Pubblicato l’11 novembre 2024 alle 20:01 / Modificato l’11 novembre 2024 alle 20:02

Sotto il sole cocente di luglio, Anas osserva con occhi indifferenti i cugini che rincorrono un pallone da calcio, tra le tende recanti il ​​logo “UNHCR” dell’Agenzia delle Nazioni Unite per i rifugiati. Anas ha 16 anni e vive dal 2017 nel campo profughi di Hassan Sham, a una trentina di chilometri da Mosul, in Iraq. Come i suoi 20 cugini, è orfano. Come i suoi 20 cugini, suo padre era un combattente dell’Isis. È stato ucciso nel 2016 da uno sciopero della coalizione internazionale durante l’assedio di Mosul. “Le case crollavano sotto le bombe, c’erano morti ovunque”, racconta il ragazzino con aria impassibile. Da allora, lui e i suoi cugini conducono un’esistenza dimenticata, nascosti dietro la recinzione delle tende familiari e le barriere del campo. “Non usciamo mai”, ha detto semplicemente. “Non vado nemmeno a scuola. Mi è stato detto che erano mancati troppi anni”, aggiunge tristemente.

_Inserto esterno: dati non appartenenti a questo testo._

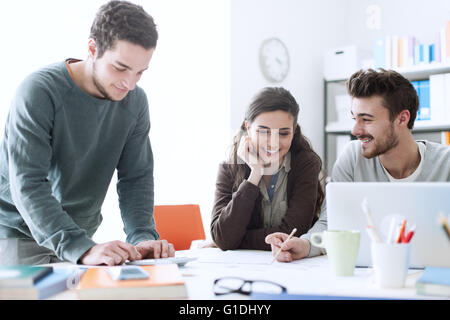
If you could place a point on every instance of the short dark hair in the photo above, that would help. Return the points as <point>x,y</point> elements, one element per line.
<point>396,91</point>
<point>123,20</point>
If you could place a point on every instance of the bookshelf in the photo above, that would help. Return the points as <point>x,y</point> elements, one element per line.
<point>335,131</point>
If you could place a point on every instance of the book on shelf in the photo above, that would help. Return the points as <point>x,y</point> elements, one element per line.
<point>22,276</point>
<point>434,281</point>
<point>55,282</point>
<point>164,281</point>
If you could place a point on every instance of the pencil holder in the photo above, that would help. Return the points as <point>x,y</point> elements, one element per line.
<point>390,264</point>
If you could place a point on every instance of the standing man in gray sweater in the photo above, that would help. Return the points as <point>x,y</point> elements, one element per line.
<point>384,107</point>
<point>70,126</point>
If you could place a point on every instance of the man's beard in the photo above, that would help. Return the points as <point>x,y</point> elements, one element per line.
<point>99,86</point>
<point>390,142</point>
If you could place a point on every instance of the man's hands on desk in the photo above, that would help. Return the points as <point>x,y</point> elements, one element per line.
<point>117,252</point>
<point>293,249</point>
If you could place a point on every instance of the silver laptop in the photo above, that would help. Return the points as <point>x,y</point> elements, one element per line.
<point>418,202</point>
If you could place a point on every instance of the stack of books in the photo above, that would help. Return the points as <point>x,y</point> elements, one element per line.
<point>33,282</point>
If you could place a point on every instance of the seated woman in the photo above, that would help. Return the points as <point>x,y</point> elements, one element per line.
<point>271,180</point>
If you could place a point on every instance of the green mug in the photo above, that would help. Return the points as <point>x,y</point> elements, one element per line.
<point>342,249</point>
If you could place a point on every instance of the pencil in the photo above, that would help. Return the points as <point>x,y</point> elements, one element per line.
<point>288,238</point>
<point>443,222</point>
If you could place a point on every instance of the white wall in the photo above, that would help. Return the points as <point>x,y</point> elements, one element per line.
<point>307,28</point>
<point>398,17</point>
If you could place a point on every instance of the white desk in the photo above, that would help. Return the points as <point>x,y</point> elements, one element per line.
<point>307,276</point>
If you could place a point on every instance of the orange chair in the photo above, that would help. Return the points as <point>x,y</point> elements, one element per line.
<point>179,224</point>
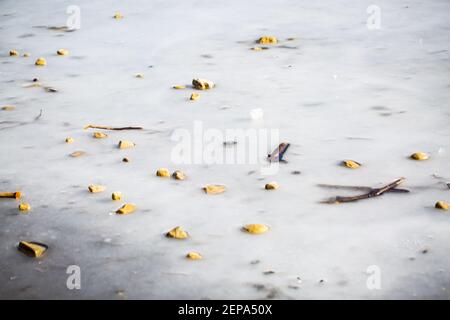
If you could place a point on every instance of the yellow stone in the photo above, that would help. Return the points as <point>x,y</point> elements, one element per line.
<point>256,228</point>
<point>96,188</point>
<point>442,205</point>
<point>272,186</point>
<point>214,189</point>
<point>178,175</point>
<point>202,84</point>
<point>194,96</point>
<point>118,16</point>
<point>419,156</point>
<point>41,62</point>
<point>77,154</point>
<point>177,233</point>
<point>33,249</point>
<point>268,40</point>
<point>116,196</point>
<point>99,135</point>
<point>194,255</point>
<point>62,52</point>
<point>351,164</point>
<point>11,195</point>
<point>163,172</point>
<point>8,108</point>
<point>24,207</point>
<point>124,144</point>
<point>126,209</point>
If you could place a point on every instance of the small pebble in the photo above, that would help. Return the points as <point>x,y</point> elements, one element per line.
<point>41,62</point>
<point>177,233</point>
<point>256,228</point>
<point>419,156</point>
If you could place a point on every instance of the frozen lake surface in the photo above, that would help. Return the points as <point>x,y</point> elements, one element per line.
<point>338,90</point>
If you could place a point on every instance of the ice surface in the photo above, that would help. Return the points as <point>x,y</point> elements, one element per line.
<point>338,91</point>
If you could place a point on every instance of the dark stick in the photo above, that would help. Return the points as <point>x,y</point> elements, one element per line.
<point>373,193</point>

A pochi passi, all’ombra di una tenda vicina, la nonna recita un rosario mentre beve il tè. “Ho avuto otto figli, tutti combattenti di Daesh”, dice con la sua voce roca. Cinque sono stati uccisi a Mosul, gli altri tre sono stati arrestati troppo tempo fa perché io sappia se sono vivi o morti”. Dal 2016, dopo la fuga da Mosul, Ghazal Saha si occupa di allevare questi 20 orfani come meglio può. “Questi bambini hanno solo Dio e me stessa che si prendono cura di loro”, si lamenta.